# FreeBSD IDE?



## SuperuserRoot (Nov 16, 2020)

what is the best IDE for freebsd? i would like something like microsoft visual studio, but to create programs for freebsd on freebsd, and of course with a graphical interface


----------



## SirDice (Nov 16, 2020)

SuperuserRoot said:


> what is the best IDE for freebsd?


This is highly subjective. What works best for me may not work at all for you. And an IDE for what language? What do you expect of an IDE? 



SuperuserRoot said:


> i would like something like microsoft visual studio


Then you should use Windows and install it there. 



SuperuserRoot said:


> but to create programs for freebsd on freebsd, and of course with a graphical interface


In what language? And you don't need an IDE to program, in any language. All you need is an editor and an appropriate compiler. There's plenty to pick from. But maybe you should learn the basics first, an IDE isn't going to help you with that. Get a good book for the language you're interested in and start learning.


----------



## a6h (Nov 16, 2020)

SuperuserRoot said:


> i would like something like microsoft visual studio


Then I guess you probably have some experience with Visual Studio in Windows, and also I'm completely aware that Visual Studio Code is not Visual Studio, but I think editors/vscode AKA Visual Studio Code, is a good alternative. It's all up to you, but it would be great to invest some time to learn developing in FreeBSD with native/traditional FreeBSD/UNIX tools. Read the following article: Unix as IDE


----------



## Zvoni (Nov 17, 2020)

This reminds me of 15-20 years ago, when the script-kiddies started to ask
"What's the best IDE for HTML?"
Answer: "Notepad".......


----------



## unitrunker (Nov 17, 2020)

tmux + vi


----------



## wolffnx (Nov 17, 2020)

SuperuserRoot said:


> what is the best IDE for freebsd? i would like something like microsoft visual studio, but to create programs for freebsd on freebsd, and of course with a graphical interface


maybe I am wrong but you dont know any programing language "graphical" like GTK or QT dont?
for that case there is no magical IDE that make everything for you, if you can,  learn from the basics
for example C and go for there


----------



## drhowarddrfine (Nov 17, 2020)

FreeBSD and Unix is my IDE


----------



## obsigna (Nov 17, 2020)

Sorry guys, I think I need to step in here. Only masochists use vi or any other console text editors for projects with 10ths of thousands of lines of source code in hundreds of files. You want to have something which integrates all this into one environment.

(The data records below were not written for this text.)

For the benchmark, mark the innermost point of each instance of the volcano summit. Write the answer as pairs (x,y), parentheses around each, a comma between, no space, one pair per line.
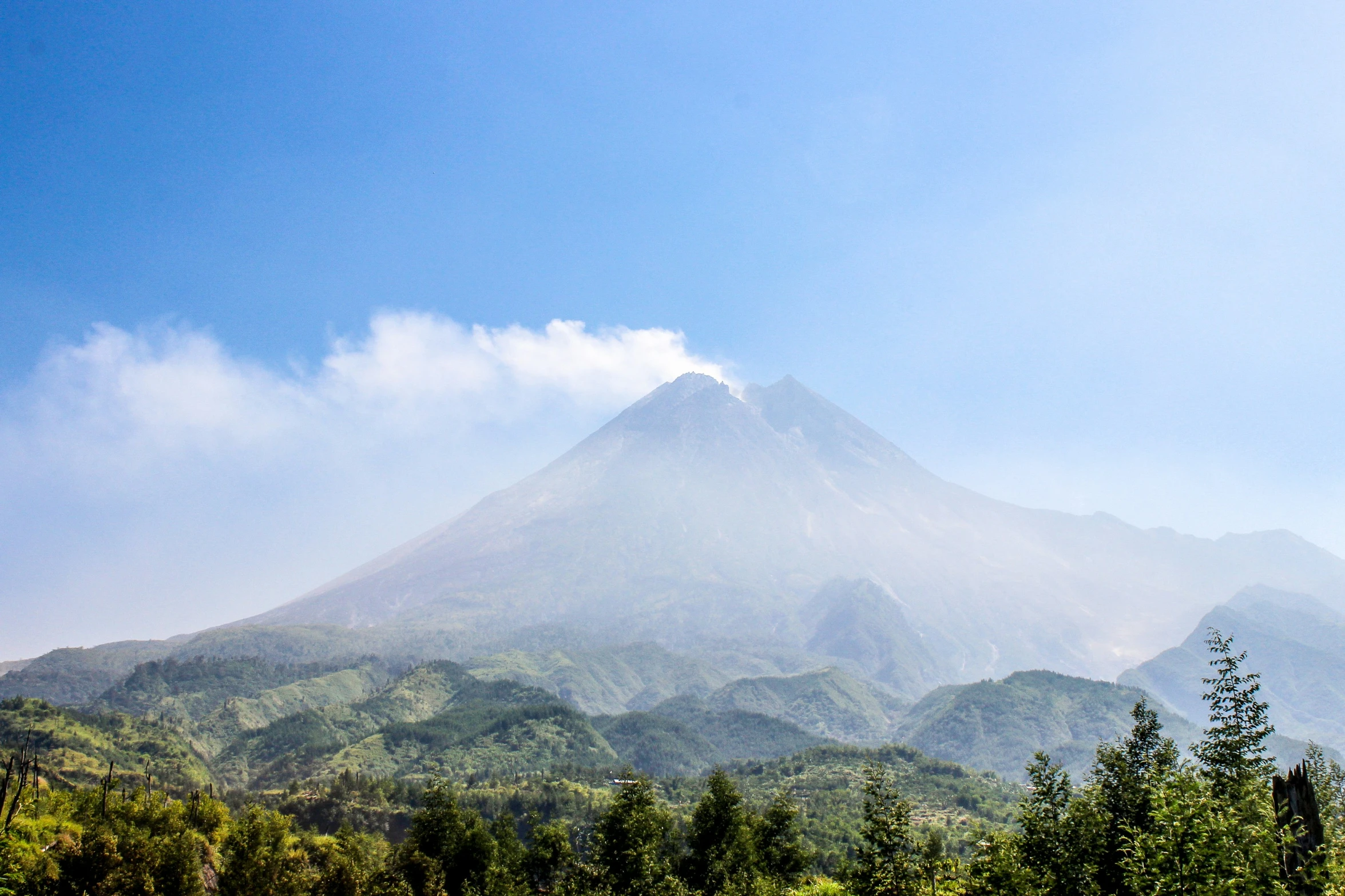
(778,520)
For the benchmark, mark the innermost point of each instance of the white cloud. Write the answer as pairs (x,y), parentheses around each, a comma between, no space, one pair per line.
(121,399)
(158,472)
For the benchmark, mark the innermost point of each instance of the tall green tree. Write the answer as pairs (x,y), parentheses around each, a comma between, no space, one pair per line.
(633,844)
(449,849)
(779,843)
(1060,835)
(721,849)
(263,858)
(1232,751)
(1125,778)
(886,864)
(549,862)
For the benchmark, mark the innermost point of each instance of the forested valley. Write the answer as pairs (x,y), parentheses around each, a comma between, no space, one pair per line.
(828,821)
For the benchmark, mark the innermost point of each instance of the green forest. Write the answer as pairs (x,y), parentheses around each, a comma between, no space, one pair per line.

Everybody knows that the graphical interface of an IDE is more nice than exactly necessary. We usually take this for granted. BUT, we want to step through our code and be able to examine the variables when debugging. We want to have the static analyzer integrated. If we build GUI applications, we want to have a visual GUI editor which links the elements to our source code. We want to search/replace project wide. We want to have SCM tools integrated and compare on the fly old source versions with changed ones, which is specially helpful when something does not work as expected after some changes. We want to have code expansion and a one click integrated man/doc/help system.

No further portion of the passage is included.